If you have 1 row = 1 page, you don't have to worry about crossing a page boundary as you draw the chars/columns of your sprite, so you can just use ,x/y
I usually keep the fractional parts separate and the main parts in y (rows/pages), x (chars)
for pixels (256x256 mode 4)
addr = &4000 + (y/8)*256 + (x/8)*8 + y%8
in assembler, this simplifies to
addr_hi = &40 | (y >> 3)
addr_lo = (x & &F8) | y & 7
in asm (not tested, just typed in here):
tya : lsr A : lsr A : lsr A : ora #&40 : sta &71
txa : and #&F8 : sta &70
tya : and #&07 : ora &70 : sta &70
NB this only trashes A, not X or Y and doesn't mess with the carry - think of it as "premature optimization" or "saving yourself work later"

I wouldn't use the third line, as I would probably be using the vertical offset within a char to pick a custom drawing routine or to offset the src/dst.
I probably wouldn't store the second line in &70 as I would keep that as 0 and just put the char offset in Y.

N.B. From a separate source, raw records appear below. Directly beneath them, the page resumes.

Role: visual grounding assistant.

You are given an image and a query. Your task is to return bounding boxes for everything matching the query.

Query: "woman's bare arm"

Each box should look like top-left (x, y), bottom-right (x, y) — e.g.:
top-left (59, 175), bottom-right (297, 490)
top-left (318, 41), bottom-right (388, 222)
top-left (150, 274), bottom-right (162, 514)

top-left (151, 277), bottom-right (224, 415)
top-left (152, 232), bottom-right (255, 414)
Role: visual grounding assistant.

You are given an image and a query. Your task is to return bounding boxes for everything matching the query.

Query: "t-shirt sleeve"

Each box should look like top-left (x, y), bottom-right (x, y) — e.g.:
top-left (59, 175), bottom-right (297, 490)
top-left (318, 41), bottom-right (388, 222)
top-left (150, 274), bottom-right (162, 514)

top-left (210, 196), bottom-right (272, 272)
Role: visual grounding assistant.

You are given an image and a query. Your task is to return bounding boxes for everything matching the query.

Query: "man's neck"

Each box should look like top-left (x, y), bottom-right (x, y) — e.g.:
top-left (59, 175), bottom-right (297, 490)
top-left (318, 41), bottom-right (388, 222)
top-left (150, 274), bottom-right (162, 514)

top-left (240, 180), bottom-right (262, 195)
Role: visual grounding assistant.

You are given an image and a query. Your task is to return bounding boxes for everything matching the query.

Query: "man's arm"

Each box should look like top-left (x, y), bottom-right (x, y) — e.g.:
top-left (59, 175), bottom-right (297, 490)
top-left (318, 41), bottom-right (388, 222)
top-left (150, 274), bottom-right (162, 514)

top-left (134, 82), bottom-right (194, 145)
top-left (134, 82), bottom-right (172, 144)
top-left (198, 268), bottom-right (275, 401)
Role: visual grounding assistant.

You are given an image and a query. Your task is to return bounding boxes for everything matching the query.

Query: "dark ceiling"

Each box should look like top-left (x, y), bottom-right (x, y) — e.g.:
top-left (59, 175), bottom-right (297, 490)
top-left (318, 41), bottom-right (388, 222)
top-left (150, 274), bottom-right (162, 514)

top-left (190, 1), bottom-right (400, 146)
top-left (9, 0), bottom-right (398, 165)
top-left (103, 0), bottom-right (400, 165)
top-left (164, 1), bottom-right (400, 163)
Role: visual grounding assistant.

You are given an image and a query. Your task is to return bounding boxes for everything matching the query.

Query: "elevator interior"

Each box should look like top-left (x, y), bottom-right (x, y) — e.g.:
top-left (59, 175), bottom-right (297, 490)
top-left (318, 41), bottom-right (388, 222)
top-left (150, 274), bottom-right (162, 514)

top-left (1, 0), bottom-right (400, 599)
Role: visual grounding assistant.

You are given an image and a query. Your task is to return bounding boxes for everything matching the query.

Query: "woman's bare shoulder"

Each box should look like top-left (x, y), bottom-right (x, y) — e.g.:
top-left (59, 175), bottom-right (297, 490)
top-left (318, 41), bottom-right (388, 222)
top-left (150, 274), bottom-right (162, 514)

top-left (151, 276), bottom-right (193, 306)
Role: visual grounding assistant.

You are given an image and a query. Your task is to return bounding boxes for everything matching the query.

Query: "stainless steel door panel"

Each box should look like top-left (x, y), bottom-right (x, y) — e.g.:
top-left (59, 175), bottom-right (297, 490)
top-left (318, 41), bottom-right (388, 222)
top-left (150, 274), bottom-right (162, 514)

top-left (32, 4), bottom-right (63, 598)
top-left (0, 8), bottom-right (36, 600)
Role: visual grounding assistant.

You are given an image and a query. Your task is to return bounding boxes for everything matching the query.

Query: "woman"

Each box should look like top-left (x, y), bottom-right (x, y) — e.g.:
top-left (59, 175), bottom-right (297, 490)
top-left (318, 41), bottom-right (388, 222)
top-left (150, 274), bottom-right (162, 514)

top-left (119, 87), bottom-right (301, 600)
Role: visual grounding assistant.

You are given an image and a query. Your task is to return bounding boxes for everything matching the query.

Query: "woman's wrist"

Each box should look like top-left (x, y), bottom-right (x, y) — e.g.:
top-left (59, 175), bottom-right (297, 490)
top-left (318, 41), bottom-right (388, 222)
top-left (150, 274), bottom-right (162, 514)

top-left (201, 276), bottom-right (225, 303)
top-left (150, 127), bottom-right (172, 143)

You could save a byte and a couple of clocks by changing the first line to something like
tya : lsr A : SEC : ror A : lsr A : ora #&40 : sta &71
PS changing mode yourself is quite easy and can be handy if you need to do some relocation and don't want to clear 10K, when you are using 8K and aren't sure which bytes will get overwritten if you do.